森林に手を加える枝打ち作業に出向いたメンバーたち



 映画『WOOD JOB!』(矢口史靖監督)を見ても、『神去なあなあ日常』(三浦しをん)を読んでも、爆笑しちゃう面白さとともに描かれているのは、自然を相手に厳しく気の抜けない林業の世界。重労働だし汚れるし……ところが、そんなイメージをゆるゆると変えていく「林業女子」たちが、京の都にいるのです!


──「林業の面白さをもっと伝えたい!」との思いから発足した「林業女子会@京都」。京都市内の大学で森林科学を学ぶ女子学生が中心となり、フリーペーパーを発行したり町屋でカフェを開いたり、ゆったりまったりパワフルな活動を展開している。広報担当の高味楽生(たかみ・らき)さんは、京都府立大の4年生。なぜ、「林業女子会」に入ったの?

広報担当の高味さん。京都・寺町通りにあるCafe「ヒノコ」にて(写真/編集部)
 入会してちょうど1年くらいですから、まだ新米なんです(笑)。大学の後輩が先にメンバーになっていて、「女子のチカラで林業を盛り上げようとしている会があるんだよ」と活動の様子を教えてくれたんです。大学の中にいるだけではどうしてもネットワークが限られてしまうので、いろいろな人に会える機会を作りたいと考えたのと、他の大学の学生とも一緒に学び、林業にかかわる活動をしたいと思ったんです。

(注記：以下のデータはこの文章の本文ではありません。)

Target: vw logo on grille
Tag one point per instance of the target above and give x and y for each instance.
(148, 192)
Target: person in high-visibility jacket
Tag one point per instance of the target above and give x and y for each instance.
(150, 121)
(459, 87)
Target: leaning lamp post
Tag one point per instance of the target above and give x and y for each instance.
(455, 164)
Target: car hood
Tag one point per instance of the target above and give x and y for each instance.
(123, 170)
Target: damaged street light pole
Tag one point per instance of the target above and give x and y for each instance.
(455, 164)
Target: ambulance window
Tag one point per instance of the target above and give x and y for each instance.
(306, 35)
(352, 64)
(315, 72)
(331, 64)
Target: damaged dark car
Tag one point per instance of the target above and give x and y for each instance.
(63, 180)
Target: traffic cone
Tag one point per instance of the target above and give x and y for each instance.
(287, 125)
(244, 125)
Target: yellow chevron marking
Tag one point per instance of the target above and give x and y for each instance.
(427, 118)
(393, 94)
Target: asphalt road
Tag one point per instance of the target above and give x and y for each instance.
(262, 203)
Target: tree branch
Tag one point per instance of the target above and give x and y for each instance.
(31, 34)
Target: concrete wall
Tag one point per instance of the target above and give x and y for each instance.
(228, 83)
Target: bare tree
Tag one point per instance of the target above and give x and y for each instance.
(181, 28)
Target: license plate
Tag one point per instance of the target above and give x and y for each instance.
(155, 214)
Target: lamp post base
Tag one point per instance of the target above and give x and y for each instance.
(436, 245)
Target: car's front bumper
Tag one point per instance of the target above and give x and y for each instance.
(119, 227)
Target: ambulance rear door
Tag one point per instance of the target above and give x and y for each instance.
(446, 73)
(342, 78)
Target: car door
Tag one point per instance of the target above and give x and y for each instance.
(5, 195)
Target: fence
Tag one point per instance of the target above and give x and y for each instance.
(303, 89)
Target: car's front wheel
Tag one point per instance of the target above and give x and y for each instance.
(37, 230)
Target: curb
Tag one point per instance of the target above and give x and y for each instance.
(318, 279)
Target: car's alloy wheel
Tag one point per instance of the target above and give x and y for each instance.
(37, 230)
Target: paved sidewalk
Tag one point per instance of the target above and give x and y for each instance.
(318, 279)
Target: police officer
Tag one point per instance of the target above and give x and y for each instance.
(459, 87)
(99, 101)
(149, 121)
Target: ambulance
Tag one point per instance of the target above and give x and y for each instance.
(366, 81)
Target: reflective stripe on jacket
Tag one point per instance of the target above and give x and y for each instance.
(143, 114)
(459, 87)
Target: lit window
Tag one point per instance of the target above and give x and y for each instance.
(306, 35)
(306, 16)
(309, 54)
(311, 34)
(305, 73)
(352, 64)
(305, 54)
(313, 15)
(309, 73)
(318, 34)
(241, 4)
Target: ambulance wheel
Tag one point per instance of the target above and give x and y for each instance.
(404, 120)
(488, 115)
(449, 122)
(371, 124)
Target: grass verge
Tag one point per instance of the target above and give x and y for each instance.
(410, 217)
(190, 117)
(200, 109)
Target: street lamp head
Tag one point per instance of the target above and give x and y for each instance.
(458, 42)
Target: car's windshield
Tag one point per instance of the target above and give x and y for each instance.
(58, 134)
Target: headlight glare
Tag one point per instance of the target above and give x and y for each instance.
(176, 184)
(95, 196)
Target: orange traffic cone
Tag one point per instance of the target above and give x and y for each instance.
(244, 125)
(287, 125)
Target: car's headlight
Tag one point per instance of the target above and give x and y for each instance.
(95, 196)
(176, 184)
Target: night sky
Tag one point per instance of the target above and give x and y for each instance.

──高味さんは、大学で男子が一緒の林業サークルにも所属している。それでも、女子ならではの自由で余裕のある林業女子会の活動は面白くてたまらない魅力があるという。

枝打ちされた木
 サークルは組織もきちんとしていて、森林に関する勉強もします。机上の勉強だけでは林業の現場がわからないので、山に入って枝打ちや間伐、下草刈りなどひと通りやらせてもらうんですよ。ただ、それってサークルのメンバーで行って大学の演習林や、山主のおじさんたちと作業をして帰って来て、それで終わってしまう。私はもっと、いろいろな人から話を聞きたいと思っていたんです。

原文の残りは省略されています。